As committed as firms are to managing retail assets worldwide, what firms are betting against, warns Flanagan, is global recession.

Nov. 19, 1997: Merrill Lynch acquires Mercury Asset Management Co. for $5.3 billion in cash, making it the third-largest global active money manager with $449 billion in assets under management at the end of 1997. Merrill Lynch Mercury Asset Management, based in London, takes charge of global institutional and high-net-worth assets. Merrill Lynch Asset Management in the United States retains control of U.S. mutual fund assets, including defined contribution assets.
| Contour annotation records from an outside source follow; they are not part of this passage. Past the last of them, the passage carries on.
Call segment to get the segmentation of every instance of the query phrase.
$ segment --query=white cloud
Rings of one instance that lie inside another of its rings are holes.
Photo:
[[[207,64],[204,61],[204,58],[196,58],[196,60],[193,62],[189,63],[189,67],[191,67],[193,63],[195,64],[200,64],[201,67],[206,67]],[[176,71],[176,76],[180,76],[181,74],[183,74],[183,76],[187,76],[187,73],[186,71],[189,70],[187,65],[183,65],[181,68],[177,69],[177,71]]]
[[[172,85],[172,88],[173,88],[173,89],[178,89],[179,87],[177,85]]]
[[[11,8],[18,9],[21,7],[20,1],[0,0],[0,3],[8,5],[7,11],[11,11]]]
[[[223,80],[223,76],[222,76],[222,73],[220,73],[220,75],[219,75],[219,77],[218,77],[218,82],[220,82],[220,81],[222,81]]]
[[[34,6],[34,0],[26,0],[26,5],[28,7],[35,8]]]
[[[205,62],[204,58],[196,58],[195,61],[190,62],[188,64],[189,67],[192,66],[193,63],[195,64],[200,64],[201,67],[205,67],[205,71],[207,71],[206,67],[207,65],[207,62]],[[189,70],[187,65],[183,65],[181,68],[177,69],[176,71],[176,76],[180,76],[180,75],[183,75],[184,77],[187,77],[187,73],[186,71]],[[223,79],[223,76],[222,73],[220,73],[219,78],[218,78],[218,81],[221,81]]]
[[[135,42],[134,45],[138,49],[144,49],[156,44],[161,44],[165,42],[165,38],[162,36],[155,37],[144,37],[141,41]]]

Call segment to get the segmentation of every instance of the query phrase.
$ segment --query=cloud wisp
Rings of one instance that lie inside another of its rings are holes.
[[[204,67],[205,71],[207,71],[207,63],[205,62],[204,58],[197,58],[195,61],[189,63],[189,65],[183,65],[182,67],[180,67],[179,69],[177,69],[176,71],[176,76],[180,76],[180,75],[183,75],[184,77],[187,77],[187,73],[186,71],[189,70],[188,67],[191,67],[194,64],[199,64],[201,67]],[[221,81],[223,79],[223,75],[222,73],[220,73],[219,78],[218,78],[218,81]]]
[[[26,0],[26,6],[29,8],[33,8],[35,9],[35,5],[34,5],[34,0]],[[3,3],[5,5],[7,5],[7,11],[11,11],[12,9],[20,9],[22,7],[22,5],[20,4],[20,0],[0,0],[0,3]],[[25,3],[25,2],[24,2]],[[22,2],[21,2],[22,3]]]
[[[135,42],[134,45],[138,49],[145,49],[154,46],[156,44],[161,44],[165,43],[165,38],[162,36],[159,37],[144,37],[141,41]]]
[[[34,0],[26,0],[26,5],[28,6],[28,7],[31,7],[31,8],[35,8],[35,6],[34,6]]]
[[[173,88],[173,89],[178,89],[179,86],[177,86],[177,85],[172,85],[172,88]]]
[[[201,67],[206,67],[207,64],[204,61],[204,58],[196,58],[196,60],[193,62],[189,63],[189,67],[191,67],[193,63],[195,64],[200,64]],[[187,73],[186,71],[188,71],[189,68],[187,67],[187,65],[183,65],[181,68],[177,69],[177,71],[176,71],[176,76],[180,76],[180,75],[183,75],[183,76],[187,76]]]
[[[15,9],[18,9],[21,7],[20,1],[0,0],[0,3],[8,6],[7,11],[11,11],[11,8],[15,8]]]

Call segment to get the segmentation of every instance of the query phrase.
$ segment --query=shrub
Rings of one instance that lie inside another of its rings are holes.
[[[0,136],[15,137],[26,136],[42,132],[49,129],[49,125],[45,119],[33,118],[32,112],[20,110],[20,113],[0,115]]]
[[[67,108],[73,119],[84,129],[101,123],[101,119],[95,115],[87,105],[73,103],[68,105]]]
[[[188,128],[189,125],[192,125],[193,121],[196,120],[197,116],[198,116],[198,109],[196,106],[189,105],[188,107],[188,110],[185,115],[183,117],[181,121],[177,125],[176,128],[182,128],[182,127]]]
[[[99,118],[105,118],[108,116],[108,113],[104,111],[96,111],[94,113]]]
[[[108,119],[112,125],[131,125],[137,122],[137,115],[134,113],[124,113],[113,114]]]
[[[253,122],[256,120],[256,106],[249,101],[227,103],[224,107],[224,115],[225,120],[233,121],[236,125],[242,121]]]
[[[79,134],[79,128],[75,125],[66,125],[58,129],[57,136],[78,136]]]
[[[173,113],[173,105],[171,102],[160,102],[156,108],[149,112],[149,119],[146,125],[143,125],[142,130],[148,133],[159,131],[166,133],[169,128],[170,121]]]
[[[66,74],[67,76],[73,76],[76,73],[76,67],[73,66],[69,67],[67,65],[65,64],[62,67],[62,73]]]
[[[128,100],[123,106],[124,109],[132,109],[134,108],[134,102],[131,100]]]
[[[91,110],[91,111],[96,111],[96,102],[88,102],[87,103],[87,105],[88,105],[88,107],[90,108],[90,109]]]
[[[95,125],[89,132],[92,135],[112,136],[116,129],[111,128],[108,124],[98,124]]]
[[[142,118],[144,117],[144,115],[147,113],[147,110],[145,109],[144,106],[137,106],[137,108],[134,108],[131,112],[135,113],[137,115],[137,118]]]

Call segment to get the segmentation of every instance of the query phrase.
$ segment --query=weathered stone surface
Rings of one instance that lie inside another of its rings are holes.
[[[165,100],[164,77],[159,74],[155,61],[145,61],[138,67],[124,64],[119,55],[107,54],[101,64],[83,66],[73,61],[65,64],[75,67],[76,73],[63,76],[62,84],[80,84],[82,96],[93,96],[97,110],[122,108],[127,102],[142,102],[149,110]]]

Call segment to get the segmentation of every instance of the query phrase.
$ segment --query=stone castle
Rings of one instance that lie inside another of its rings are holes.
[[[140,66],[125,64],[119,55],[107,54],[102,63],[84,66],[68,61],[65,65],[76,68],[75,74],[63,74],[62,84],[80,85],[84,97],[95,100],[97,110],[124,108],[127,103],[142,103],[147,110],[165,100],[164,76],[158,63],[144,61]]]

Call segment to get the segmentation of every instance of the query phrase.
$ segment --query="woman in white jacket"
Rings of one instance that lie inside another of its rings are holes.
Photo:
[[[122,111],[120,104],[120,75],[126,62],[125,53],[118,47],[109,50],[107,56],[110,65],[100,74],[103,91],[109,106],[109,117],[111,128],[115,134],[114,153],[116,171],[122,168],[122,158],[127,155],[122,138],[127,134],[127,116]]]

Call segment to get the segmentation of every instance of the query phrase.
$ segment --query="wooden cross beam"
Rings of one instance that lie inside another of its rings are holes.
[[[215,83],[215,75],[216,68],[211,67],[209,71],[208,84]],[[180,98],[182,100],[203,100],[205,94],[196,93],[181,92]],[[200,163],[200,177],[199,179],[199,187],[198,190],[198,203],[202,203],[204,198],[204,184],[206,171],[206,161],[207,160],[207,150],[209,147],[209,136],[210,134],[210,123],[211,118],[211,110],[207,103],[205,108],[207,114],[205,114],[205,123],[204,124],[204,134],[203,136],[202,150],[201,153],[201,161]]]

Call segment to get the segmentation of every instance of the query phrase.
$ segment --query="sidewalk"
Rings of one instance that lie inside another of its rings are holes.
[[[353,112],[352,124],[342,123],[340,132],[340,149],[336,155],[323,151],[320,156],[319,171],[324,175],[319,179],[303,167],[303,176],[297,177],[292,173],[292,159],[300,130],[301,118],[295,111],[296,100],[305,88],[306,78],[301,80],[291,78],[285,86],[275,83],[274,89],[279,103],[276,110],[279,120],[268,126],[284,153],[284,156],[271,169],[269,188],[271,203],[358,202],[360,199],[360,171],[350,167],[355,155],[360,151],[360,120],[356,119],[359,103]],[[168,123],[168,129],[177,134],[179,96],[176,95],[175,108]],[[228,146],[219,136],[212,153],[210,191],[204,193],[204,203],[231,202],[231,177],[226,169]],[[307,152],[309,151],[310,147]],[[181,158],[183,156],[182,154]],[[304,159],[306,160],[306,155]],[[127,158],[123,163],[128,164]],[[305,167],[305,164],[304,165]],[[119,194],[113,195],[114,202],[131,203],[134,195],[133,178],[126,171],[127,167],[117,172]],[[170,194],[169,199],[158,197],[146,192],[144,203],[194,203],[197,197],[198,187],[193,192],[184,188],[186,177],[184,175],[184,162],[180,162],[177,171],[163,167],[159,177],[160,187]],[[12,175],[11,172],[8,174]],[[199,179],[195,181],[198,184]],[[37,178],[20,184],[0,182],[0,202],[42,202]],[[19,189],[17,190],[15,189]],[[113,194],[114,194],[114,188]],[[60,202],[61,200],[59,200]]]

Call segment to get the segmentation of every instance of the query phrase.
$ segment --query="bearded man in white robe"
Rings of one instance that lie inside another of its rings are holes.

Feb. 12, 1998: Merrill Lynch acquires 33 branches of failed Yamaichi Securities of Japan with plans to invest $300 million in the next two years.

March 1998: Edward Jones opens U.K. offices with eight U.S. brokers and adds six more offices with U.K. brokers by June. Another 22 U.K. brokers are in training to open offices soon.

April 6, 1998: Travelers Group and Citicorp agree to a $71 billion merger.

June 1, 1998: Travelers Group buys 25% of Nikko Securities Co., Japans third-largest brokerage, for $1.6 billion. Nikko has 8,000 employees and 125 branches. Nikko plans to transfer most of its overseas operations to Salomon Smith Barney, freeing up money to expand its retail network in Japan to 300 branches in the next few years.

June 22, 1998: Merrill Lynch acquires Midland Walwyn for $855 million in stock, to form Merrill Lynch Canada. The company becomes Canadas fourth-ranked brokerage by revenue and third-ranked by number of brokers at 1,275 in 116 branches.

June 23, 1998: Salomon Smith Barney acquires Australian fund management operations of J.P. Morgan & Co. for $73 million, beginning a move into the Australian retail market.

Securities firms used to be an easy read for analysts and big institutional buyers: Take a hard look at trading and underwriting revenues. Next, decide whether earnings were volatile enough so the stock might trade at a discount to the market. Then, check out asset management.

Its that last step that is rapidly changing. As the big brokers grow bigger and take on global asset management, analysts find themselves considering new variables. But are the securities firms really any different? Are they transforming themselves? Absolutely, experts say.

Theres a massive amount of pushing to grab assets, says Louis Navellier, a money manager in Incline Village, Nev. If you look at the wholesale rate for trading--four-tenths of a cent--you can understand why.

In the past 10 years, Merrill Lynchs numbers show a gradual decline in sales and trading as a portion of total revenues, says Hal Schroeder, senior financial services equity analyst at Keefe Bruyette and Woods in New York. Its not because theyre doing less of that business, but because asset management has become relatively significant.

Analysts value earnings from asset management as an annuity business, Schroeder says, assigning it a multiple of 25 to 30 times earnings, compared with the typical 15 to 16 times earnings assigned to firms other revenue sources. He says securities firms overall multiples will be boosted as asset management revenue increases.

But theres still a big gap in how firms such as Charles Schwab trade and how wirehouses trade, Navellier says. Schwab trades at about 26 times earnings, with its OneSource program successfully dampening earnings volatility. Wirehouses trade at around 14 times earnings, still impacted by trading and underwriting volatility. However, Navellier says the gap is closing. Wirehouses will be priced more like mutual funds and banks, he says. Their P/E ratios should go to the low 20s.

Michael Flanagan, an independent brokerage analyst in Fort Washington, Pa., predicts global expansion might destabilize wirehouse stock prices in the short term. Weve seen a couple of times with Merrill where its shares suffer a downtick whenever it makes a long-term [global] investment that even hints at short-term dilution, he says.

Even if wirehouses successfully build global asset management, dont expect market perceptions to change easily, Flanagan says. I still see brokerage stocks trading at a significant discount to the broad market, he says. They still suffer from the Rodney Dangerfield syndrome, despite markedly improved quality of revenues.